LDAP Stands for Lightweight Directory Access Protocol. It is a lightweight client-server protocol used to access centrally stored information over a network. LDAP cannot create or specify how a directory service operates. LDAP provides directory support to browser applications that do not have directory service support.

Why Use LDAP/ AD?

The main benefit of using LDAP is that it can consolidate information of an entire organization into a central repository. This central directory can be accessible from any location on the network. It supports Transport Layer Security (TLS) to provide data protection.

What is Active Directory?

Active Directory (or AD) is a directory services implementation that provides authentication functionality, group and user management, policy administration and more. As far as directory services go, Microsoft Active Directory is by far the most common in use today, in no small part because it is easy to use, secure, provides single sign on and works well in business environments or over VPN.

How Active Directory and LDAP Work Together

Active Directory supports LDAP, meaning you can combine the two to help you improve your access management.
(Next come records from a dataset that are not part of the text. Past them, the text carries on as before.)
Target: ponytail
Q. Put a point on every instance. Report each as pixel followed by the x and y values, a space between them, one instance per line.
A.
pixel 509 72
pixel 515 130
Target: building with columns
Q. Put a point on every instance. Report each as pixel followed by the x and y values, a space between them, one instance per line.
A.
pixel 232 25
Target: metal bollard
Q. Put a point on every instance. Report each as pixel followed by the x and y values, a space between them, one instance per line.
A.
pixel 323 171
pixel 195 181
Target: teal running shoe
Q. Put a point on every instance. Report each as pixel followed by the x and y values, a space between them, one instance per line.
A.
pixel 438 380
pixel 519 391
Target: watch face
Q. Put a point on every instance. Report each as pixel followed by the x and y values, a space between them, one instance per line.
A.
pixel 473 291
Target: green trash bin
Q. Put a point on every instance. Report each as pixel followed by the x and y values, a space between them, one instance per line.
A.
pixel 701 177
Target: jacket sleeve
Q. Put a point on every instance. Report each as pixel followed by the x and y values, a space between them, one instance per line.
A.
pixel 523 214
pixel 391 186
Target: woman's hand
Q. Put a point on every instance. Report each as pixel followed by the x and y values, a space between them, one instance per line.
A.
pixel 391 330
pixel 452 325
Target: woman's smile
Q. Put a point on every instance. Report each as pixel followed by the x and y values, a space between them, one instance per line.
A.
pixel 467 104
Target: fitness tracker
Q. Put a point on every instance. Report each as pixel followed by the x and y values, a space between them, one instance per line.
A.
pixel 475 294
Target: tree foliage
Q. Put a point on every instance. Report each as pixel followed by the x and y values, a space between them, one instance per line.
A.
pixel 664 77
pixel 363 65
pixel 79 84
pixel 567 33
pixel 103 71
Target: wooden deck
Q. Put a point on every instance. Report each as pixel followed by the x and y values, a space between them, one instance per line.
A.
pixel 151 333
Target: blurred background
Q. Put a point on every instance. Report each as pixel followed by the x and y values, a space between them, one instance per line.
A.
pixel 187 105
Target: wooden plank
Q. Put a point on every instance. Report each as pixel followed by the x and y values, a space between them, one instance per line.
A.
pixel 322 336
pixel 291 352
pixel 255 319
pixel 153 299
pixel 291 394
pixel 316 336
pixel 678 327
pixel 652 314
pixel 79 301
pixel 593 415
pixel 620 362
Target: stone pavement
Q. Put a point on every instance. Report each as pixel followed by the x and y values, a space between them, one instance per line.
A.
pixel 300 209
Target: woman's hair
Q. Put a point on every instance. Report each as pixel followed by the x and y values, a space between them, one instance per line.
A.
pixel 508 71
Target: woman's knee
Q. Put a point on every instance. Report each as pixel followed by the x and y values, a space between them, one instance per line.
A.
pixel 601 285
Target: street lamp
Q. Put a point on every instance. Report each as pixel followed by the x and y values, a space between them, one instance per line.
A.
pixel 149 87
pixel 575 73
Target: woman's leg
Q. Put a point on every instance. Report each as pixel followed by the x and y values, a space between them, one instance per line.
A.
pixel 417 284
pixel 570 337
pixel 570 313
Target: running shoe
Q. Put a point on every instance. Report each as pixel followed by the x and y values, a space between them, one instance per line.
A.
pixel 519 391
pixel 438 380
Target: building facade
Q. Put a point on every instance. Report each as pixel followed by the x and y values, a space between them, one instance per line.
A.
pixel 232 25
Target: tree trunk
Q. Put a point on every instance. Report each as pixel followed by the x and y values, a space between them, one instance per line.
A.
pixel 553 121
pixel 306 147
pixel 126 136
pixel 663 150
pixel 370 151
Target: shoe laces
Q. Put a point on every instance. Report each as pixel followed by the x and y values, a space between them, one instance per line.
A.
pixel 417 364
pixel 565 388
In fact, many different directory services and access management solutions can understand LDAP, making it widely used across environments without Active Directory as well.

LDAP Authentication Explained

Firstly, there are two different types of LDAP authentication; simple and Simple Authentication and Security Layer (SASL).

Let’s first take a look at simple authentication. Simple authentication allows you to authenticate via three different methods:

  • Anonymous Authentication: as the name suggests, this gives anonymous status to LDAP.
  • Unauthenticated Authentication: this should not grant access; it is for logging purposes only.
  • Name/Password Authentication: again, as the name suggests, this grants access based on a supplied name and password.

SASL authentication links LDAP with another authentication system (such as Kerberos). Through a series of challenge and response messages, the LDAP server sends a message to the authorization service and results in either a successful or failed authorization.

An important note here is that LDAP sends messages that are unencrypted. It is a good idea to add some sort of encryption to these messages to keep your sensitive information secure from prying eyes.

LDAP Directory Service Model

The LDAP Directory Service Model is based on a client server model which consists of one or more LDAP servers containing data which makes an LDAP directory tree. The LDAP client requests information or performs operations by connecting to an LDAP server. The LDAP server performs this operation, or refers to another LDAP server that may able to perform this operation or provide information to LDAP clients.